Monday, Nov. 22, 1943
$120,000 Voice
Nobody has ever played the game of U.S. concert management with a shrewder gambler's eye than pudgy, Russian-born Sol Hurok of Manhattan. Last week Hurok gambled $120,000 on one of the longest and prettiest shots of his career. She was a pert, dark-haired, 18-year-old coloratura soprano named Patrice Munsel. For his $120,000, Hurok got the rights to Patrice's concert and radio appearances for three years. On an operatic filly who has not yet run her maiden race, that was tall betting.
Patrice Munsel has a contract to sing this winter with Manhattan's Metropolitan Opera (she won the Met Auditions of the Air last spring). But after that,
Hurok will take over her reedy, agile soprano, fluent in French, Italian and English, primed with at least ten big-time opera roles. And he can be counted on to feature the face behind the voice.

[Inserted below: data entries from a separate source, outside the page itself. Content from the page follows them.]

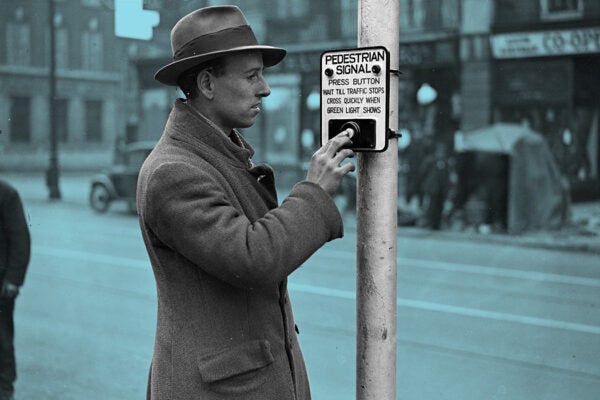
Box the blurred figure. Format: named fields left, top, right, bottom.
left=403, top=126, right=430, bottom=210
left=449, top=152, right=508, bottom=233
left=480, top=153, right=509, bottom=232
left=0, top=180, right=31, bottom=400
left=422, top=143, right=450, bottom=230
left=113, top=135, right=127, bottom=164
left=414, top=83, right=452, bottom=229
left=417, top=83, right=438, bottom=139
left=404, top=83, right=439, bottom=212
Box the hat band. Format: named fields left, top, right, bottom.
left=173, top=25, right=258, bottom=61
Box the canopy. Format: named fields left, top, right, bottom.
left=455, top=123, right=569, bottom=234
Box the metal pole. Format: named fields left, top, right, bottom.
left=47, top=0, right=61, bottom=200
left=356, top=0, right=399, bottom=399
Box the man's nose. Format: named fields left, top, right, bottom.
left=258, top=75, right=271, bottom=97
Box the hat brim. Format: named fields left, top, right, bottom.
left=154, top=45, right=286, bottom=86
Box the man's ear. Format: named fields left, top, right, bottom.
left=197, top=69, right=214, bottom=100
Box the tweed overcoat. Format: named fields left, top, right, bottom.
left=137, top=100, right=343, bottom=400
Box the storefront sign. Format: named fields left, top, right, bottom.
left=320, top=47, right=389, bottom=152
left=491, top=27, right=600, bottom=59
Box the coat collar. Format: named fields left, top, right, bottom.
left=165, top=98, right=255, bottom=167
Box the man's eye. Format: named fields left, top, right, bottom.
left=247, top=74, right=258, bottom=81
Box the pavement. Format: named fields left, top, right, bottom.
left=340, top=198, right=600, bottom=255
left=3, top=171, right=600, bottom=255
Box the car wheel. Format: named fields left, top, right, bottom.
left=90, top=184, right=111, bottom=213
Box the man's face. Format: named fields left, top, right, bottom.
left=210, top=51, right=271, bottom=132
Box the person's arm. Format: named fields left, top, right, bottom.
left=145, top=164, right=341, bottom=289
left=143, top=132, right=354, bottom=290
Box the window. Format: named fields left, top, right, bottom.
left=55, top=27, right=69, bottom=69
left=85, top=100, right=103, bottom=142
left=440, top=0, right=460, bottom=29
left=81, top=0, right=102, bottom=7
left=55, top=99, right=69, bottom=143
left=10, top=96, right=31, bottom=143
left=276, top=0, right=308, bottom=18
left=6, top=7, right=31, bottom=66
left=540, top=0, right=583, bottom=20
left=400, top=0, right=425, bottom=31
left=54, top=13, right=69, bottom=69
left=81, top=18, right=103, bottom=70
left=340, top=0, right=358, bottom=38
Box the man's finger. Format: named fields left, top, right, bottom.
left=333, top=148, right=354, bottom=165
left=326, top=132, right=353, bottom=157
left=339, top=161, right=356, bottom=174
left=342, top=128, right=355, bottom=139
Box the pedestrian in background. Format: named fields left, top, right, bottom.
left=415, top=83, right=451, bottom=229
left=136, top=6, right=355, bottom=399
left=422, top=142, right=451, bottom=230
left=0, top=180, right=31, bottom=400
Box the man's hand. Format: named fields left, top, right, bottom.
left=1, top=281, right=19, bottom=298
left=306, top=130, right=355, bottom=196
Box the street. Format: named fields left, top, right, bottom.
left=6, top=174, right=600, bottom=400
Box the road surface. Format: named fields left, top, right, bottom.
left=6, top=174, right=600, bottom=399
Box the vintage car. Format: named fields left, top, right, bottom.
left=89, top=141, right=155, bottom=213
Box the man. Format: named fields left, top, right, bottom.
left=0, top=180, right=31, bottom=400
left=137, top=6, right=355, bottom=400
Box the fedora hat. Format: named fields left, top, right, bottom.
left=155, top=6, right=286, bottom=86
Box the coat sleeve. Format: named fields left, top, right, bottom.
left=142, top=162, right=343, bottom=289
left=2, top=187, right=31, bottom=286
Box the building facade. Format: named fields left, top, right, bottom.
left=3, top=0, right=597, bottom=201
left=0, top=0, right=137, bottom=170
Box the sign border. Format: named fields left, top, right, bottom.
left=320, top=46, right=390, bottom=152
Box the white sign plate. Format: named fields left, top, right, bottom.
left=321, top=46, right=389, bottom=151
left=490, top=27, right=600, bottom=59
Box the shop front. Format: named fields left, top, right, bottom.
left=396, top=37, right=461, bottom=206
left=397, top=37, right=461, bottom=145
left=490, top=26, right=600, bottom=200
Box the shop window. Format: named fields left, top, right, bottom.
left=6, top=7, right=31, bottom=66
left=85, top=100, right=103, bottom=142
left=81, top=18, right=103, bottom=70
left=10, top=96, right=31, bottom=143
left=540, top=0, right=583, bottom=20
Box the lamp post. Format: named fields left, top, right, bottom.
left=47, top=0, right=61, bottom=200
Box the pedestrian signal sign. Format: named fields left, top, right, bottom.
left=321, top=46, right=389, bottom=152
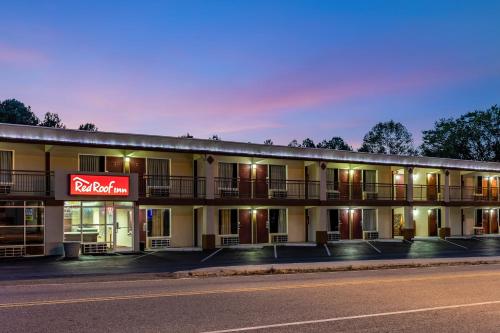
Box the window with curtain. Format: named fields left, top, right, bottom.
left=327, top=209, right=339, bottom=232
left=218, top=163, right=237, bottom=189
left=363, top=170, right=377, bottom=192
left=362, top=209, right=377, bottom=231
left=269, top=209, right=287, bottom=234
left=79, top=155, right=105, bottom=172
left=269, top=165, right=286, bottom=190
left=0, top=151, right=13, bottom=184
left=147, top=158, right=170, bottom=187
left=147, top=209, right=170, bottom=237
left=218, top=209, right=238, bottom=235
left=326, top=168, right=339, bottom=191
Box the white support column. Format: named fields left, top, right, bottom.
left=444, top=170, right=450, bottom=202
left=405, top=167, right=414, bottom=202
left=444, top=206, right=451, bottom=228
left=205, top=155, right=215, bottom=200
left=319, top=162, right=327, bottom=201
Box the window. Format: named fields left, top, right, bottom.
left=327, top=209, right=339, bottom=232
left=475, top=209, right=483, bottom=227
left=362, top=209, right=377, bottom=231
left=0, top=151, right=13, bottom=184
left=147, top=209, right=170, bottom=237
left=147, top=158, right=170, bottom=188
left=476, top=176, right=483, bottom=194
left=363, top=170, right=377, bottom=192
left=79, top=155, right=105, bottom=172
left=326, top=168, right=339, bottom=191
left=218, top=163, right=237, bottom=189
left=269, top=165, right=286, bottom=190
left=0, top=201, right=44, bottom=255
left=219, top=209, right=238, bottom=235
left=269, top=209, right=287, bottom=234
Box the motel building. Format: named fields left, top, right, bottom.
left=0, top=123, right=499, bottom=257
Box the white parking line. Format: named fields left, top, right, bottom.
left=201, top=248, right=223, bottom=263
left=365, top=240, right=382, bottom=254
left=201, top=300, right=500, bottom=332
left=274, top=245, right=277, bottom=259
left=442, top=238, right=468, bottom=250
left=323, top=244, right=331, bottom=256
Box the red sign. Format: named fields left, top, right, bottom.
left=69, top=174, right=130, bottom=196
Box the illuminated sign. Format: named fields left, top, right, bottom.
left=69, top=174, right=129, bottom=196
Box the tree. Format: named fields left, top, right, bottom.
left=209, top=134, right=221, bottom=141
left=358, top=121, right=417, bottom=155
left=78, top=123, right=98, bottom=131
left=301, top=138, right=316, bottom=148
left=317, top=137, right=352, bottom=151
left=263, top=139, right=273, bottom=145
left=180, top=133, right=194, bottom=138
left=421, top=105, right=500, bottom=161
left=40, top=112, right=65, bottom=128
left=288, top=139, right=300, bottom=147
left=0, top=99, right=39, bottom=125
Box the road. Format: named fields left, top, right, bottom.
left=1, top=265, right=500, bottom=332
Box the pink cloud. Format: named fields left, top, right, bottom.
left=0, top=43, right=46, bottom=65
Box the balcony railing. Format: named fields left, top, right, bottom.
left=326, top=182, right=407, bottom=201
left=450, top=186, right=500, bottom=202
left=413, top=185, right=445, bottom=201
left=141, top=175, right=205, bottom=199
left=214, top=178, right=320, bottom=200
left=0, top=170, right=53, bottom=196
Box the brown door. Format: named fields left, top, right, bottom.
left=490, top=209, right=498, bottom=234
left=238, top=209, right=252, bottom=244
left=428, top=209, right=438, bottom=236
left=427, top=174, right=437, bottom=200
left=351, top=209, right=362, bottom=239
left=491, top=177, right=498, bottom=200
left=339, top=209, right=350, bottom=239
left=394, top=173, right=405, bottom=200
left=239, top=164, right=252, bottom=198
left=130, top=157, right=146, bottom=176
left=351, top=170, right=362, bottom=200
left=106, top=156, right=124, bottom=173
left=339, top=170, right=350, bottom=200
left=482, top=177, right=489, bottom=200
left=483, top=209, right=490, bottom=234
left=255, top=165, right=268, bottom=198
left=256, top=209, right=269, bottom=243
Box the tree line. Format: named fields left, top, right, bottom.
left=1, top=99, right=498, bottom=162
left=0, top=99, right=98, bottom=131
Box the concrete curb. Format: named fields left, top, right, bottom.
left=168, top=257, right=500, bottom=279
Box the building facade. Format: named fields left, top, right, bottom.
left=0, top=123, right=499, bottom=257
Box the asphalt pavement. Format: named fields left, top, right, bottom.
left=1, top=264, right=500, bottom=332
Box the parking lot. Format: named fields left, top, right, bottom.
left=2, top=237, right=500, bottom=282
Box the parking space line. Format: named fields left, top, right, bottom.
left=441, top=239, right=468, bottom=250
left=130, top=251, right=157, bottom=261
left=201, top=248, right=223, bottom=263
left=274, top=245, right=278, bottom=259
left=323, top=244, right=331, bottom=256
left=365, top=241, right=382, bottom=254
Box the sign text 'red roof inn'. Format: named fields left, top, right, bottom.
left=69, top=174, right=130, bottom=196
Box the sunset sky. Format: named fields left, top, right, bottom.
left=1, top=0, right=499, bottom=147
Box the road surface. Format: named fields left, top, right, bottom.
left=1, top=264, right=500, bottom=332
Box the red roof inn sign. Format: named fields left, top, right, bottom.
left=69, top=174, right=130, bottom=196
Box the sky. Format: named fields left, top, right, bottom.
left=1, top=0, right=499, bottom=148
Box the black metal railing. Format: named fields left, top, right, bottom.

Patrice is as choice a bloom as any in the recent bevy of young sopranos. Only child of a Spokane, Wash., dentist, Patrice made her first splash six years ago when she sang before the Spokane Citizens' Club. Before she was 14 she had become a ballet and tap dancer, and an expert in what she calls "artistic whistling." For the past three years she has lived in Manhattan with her mother, who holds her to a strict daily routine: 10:30 to noon, voice lesson; 1 to 3, operatic coaching; 3 to 4, Italian lesson; 4 to 5, French lesson; 5 to 6, another voice lesson. At 6 Patrice is entitled to dinner. Her favorite dish: pickled herring with an onion on an apple.